On this Father’s Day 2014, I was surprised to find a mother Carolina Wren trapped at the NRC. This is a common species in Stillwater, of course, but rarely seen on campus. In 5 years, I’ve found one dead and had two trapped.
This bird was in a shallow corner by the main north entrance. She was tired – panting – but I think she was just exhausted rather than injured. Certainly when I took hold of her (sexed by brood patch, btw), she screamed incessantly, drawing the attention of every robin, mockingbird, and starling within about 200 m. Here’s how I first found her:
Her disposition certainly illustrates that it doesn’t take much “depth” to trap a bird.
This is right before I grabbed her (the first time):
So I carried her away from the corner and to some trees in the courtyard.
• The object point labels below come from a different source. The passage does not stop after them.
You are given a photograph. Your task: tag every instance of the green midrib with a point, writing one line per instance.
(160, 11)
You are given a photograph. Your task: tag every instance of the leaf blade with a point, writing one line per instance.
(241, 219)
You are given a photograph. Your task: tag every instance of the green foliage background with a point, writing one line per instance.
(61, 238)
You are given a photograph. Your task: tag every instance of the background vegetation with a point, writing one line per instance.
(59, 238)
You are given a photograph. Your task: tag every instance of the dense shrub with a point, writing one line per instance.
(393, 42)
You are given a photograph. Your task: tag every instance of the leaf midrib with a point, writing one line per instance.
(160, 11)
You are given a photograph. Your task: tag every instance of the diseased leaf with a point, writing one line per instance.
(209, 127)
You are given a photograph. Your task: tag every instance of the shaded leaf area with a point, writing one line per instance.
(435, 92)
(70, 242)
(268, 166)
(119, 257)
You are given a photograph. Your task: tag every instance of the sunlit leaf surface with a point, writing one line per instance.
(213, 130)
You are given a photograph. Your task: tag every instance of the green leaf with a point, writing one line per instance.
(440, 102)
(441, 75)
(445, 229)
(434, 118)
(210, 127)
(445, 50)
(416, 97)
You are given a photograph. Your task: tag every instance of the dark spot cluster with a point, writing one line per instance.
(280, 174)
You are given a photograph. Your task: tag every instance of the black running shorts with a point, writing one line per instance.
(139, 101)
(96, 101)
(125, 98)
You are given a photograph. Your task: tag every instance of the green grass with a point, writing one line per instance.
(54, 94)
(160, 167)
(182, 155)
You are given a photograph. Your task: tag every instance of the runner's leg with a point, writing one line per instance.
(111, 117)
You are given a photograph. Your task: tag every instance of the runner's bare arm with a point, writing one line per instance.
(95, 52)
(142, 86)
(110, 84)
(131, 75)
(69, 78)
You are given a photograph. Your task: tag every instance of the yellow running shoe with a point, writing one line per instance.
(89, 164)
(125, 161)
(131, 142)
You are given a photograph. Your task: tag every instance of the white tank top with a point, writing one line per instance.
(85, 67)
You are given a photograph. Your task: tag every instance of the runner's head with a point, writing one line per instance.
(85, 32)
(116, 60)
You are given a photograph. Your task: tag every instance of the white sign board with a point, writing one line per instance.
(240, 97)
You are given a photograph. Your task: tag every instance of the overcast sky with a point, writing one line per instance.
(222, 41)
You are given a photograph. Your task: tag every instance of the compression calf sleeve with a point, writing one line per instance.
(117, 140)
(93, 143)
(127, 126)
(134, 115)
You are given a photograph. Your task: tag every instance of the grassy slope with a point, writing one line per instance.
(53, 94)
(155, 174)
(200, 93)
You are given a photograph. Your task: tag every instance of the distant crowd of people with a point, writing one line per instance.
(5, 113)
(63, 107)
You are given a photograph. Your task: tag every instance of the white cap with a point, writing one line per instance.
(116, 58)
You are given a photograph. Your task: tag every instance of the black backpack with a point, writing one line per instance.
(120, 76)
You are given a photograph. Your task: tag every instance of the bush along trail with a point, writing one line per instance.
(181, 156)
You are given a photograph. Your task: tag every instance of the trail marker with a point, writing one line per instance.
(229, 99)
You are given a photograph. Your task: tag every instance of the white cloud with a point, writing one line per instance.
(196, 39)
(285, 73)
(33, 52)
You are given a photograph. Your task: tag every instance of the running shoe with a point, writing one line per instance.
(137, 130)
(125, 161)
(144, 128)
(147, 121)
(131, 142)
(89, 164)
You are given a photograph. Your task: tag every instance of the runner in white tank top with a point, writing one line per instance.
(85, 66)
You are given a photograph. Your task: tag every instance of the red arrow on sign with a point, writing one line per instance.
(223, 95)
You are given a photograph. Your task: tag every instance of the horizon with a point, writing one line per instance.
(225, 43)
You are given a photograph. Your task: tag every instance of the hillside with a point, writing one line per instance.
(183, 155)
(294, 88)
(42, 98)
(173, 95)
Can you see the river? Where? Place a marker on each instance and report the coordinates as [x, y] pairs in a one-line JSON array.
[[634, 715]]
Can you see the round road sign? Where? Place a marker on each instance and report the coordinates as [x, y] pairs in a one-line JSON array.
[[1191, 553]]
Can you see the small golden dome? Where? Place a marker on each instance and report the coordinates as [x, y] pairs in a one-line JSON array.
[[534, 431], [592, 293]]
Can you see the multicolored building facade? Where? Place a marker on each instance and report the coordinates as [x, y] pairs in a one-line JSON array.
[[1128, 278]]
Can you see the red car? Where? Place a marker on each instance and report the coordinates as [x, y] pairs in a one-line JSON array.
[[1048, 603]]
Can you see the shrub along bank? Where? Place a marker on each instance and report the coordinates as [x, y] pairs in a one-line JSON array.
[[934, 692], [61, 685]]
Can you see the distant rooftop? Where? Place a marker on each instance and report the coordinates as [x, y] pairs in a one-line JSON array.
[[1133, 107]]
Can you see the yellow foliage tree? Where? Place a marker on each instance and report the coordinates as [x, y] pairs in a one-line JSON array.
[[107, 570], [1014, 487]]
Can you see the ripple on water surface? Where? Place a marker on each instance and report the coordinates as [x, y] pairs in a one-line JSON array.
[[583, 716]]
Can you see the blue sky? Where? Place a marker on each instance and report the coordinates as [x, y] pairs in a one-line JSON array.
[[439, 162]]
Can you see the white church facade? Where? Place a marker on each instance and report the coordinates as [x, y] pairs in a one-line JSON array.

I figured it was an open enough vista to the north that she’d either take off away from the NRC immediately, or at least perch for a while first in the trees. Nope. She flew directly back across my left shoulder to end up here:
Now that was a first for me!
Okay, no more fooling around. I next picked her up and took her well away from the NRC, over near Cordell Hall. From there she flew strongly away from me and perched in a tree amid some scolding robins.
Humor at her predicament aside, this is a bird that would probably have died today – from exhaustion or predation in her vulnerable state – had I not been there poking around.